Anastatia W. wordt verdacht van mensenhandel. Zij zou een 17-jarige meisje naar Godo Olo in het binnenland hebben gebracht om als sekswerkster te dienen. Op die bewuste dag in maart 2013 ontmoette het meisje de verdachte Anastatia. Zij benaderde haar met het verhaal dat zij een winkel in het binnenland had en dat zij een verkoopster nodig had. Ook hield de verdachte haar voor dat zij veel geld daar zou verdienen.

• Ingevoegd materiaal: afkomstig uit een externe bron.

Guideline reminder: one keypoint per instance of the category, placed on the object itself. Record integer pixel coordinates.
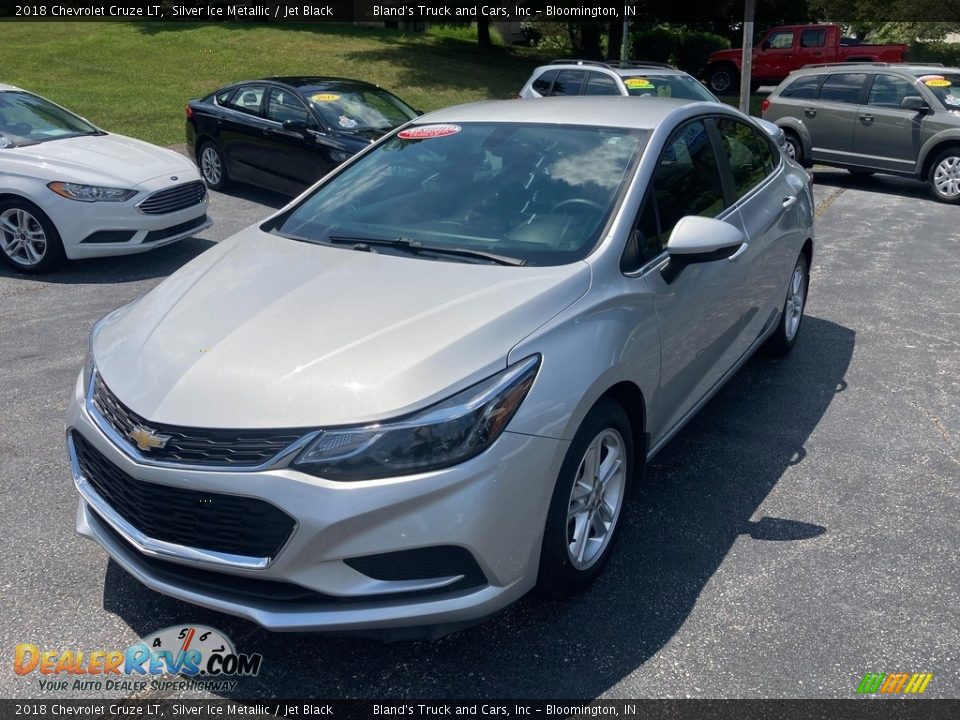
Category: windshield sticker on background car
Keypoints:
(426, 132)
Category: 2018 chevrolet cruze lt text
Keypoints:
(425, 386)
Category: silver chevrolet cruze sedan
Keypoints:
(426, 385)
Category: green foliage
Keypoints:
(687, 49)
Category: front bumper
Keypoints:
(493, 506)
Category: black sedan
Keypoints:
(286, 133)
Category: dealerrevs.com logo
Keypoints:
(202, 656)
(894, 683)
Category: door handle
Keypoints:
(740, 251)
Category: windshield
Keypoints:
(359, 110)
(27, 119)
(946, 86)
(683, 87)
(537, 193)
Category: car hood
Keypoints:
(113, 160)
(265, 332)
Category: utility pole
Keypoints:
(746, 59)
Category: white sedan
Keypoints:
(70, 189)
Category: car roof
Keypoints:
(604, 111)
(306, 83)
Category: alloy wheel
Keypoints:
(946, 177)
(22, 237)
(596, 499)
(796, 296)
(210, 166)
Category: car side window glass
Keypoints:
(285, 105)
(813, 38)
(543, 83)
(781, 40)
(803, 87)
(599, 84)
(568, 82)
(843, 87)
(247, 99)
(744, 148)
(687, 178)
(644, 241)
(888, 91)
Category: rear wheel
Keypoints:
(723, 79)
(585, 509)
(213, 167)
(944, 178)
(788, 327)
(29, 241)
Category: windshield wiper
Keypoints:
(416, 247)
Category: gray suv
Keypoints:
(898, 119)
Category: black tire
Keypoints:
(213, 166)
(723, 79)
(791, 316)
(607, 427)
(793, 142)
(29, 241)
(943, 180)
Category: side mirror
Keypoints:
(698, 239)
(299, 126)
(914, 102)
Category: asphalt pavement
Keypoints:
(800, 532)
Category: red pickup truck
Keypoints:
(789, 47)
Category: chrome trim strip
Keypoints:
(148, 545)
(277, 461)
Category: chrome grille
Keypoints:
(195, 446)
(208, 520)
(172, 199)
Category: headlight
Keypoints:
(442, 435)
(91, 193)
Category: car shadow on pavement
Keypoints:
(156, 263)
(699, 498)
(878, 183)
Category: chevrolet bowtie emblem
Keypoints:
(146, 439)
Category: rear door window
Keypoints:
(568, 82)
(803, 87)
(843, 87)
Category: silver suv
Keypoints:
(898, 119)
(638, 79)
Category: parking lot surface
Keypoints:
(800, 532)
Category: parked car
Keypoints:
(426, 385)
(70, 189)
(284, 134)
(898, 119)
(563, 78)
(790, 47)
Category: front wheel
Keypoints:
(788, 327)
(29, 241)
(585, 508)
(944, 180)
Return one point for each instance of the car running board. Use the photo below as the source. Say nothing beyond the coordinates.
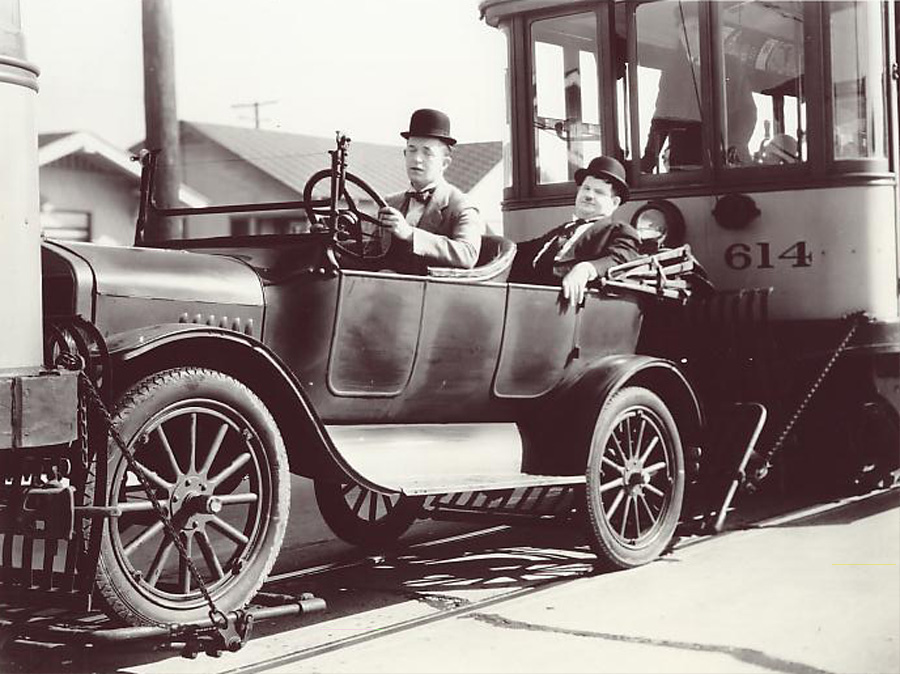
(457, 484)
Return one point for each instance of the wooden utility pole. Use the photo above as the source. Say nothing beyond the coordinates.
(160, 114)
(256, 105)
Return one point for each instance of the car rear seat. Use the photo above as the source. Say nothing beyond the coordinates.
(493, 263)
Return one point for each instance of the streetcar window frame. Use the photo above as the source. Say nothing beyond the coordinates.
(819, 165)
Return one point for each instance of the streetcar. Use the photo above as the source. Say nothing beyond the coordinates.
(765, 135)
(160, 395)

De 17-jarige ging zonder haar moeder daarvan op de hoogte te stellen met de vrouw mee.
Het slachtoffer verklaarde dat zij twee dagen op Sunny Point met de vrouw was gebleven. De volgende dag was zij met een ID-kaart van iemand anders afgereisd naar de plaats van bestemming. Eenmaal in het dorp Godo Olo aangekomen moest zij aan prostitutie doen. Het meisje weigerde en werd door Anastatia en haar man mishandeld. Zij heeft met drie heren gemeenschap gehad. Als tegenprestatie ontving zij 4 gram goud per klant. Dat goud moest zij aan de verdachte overdragen.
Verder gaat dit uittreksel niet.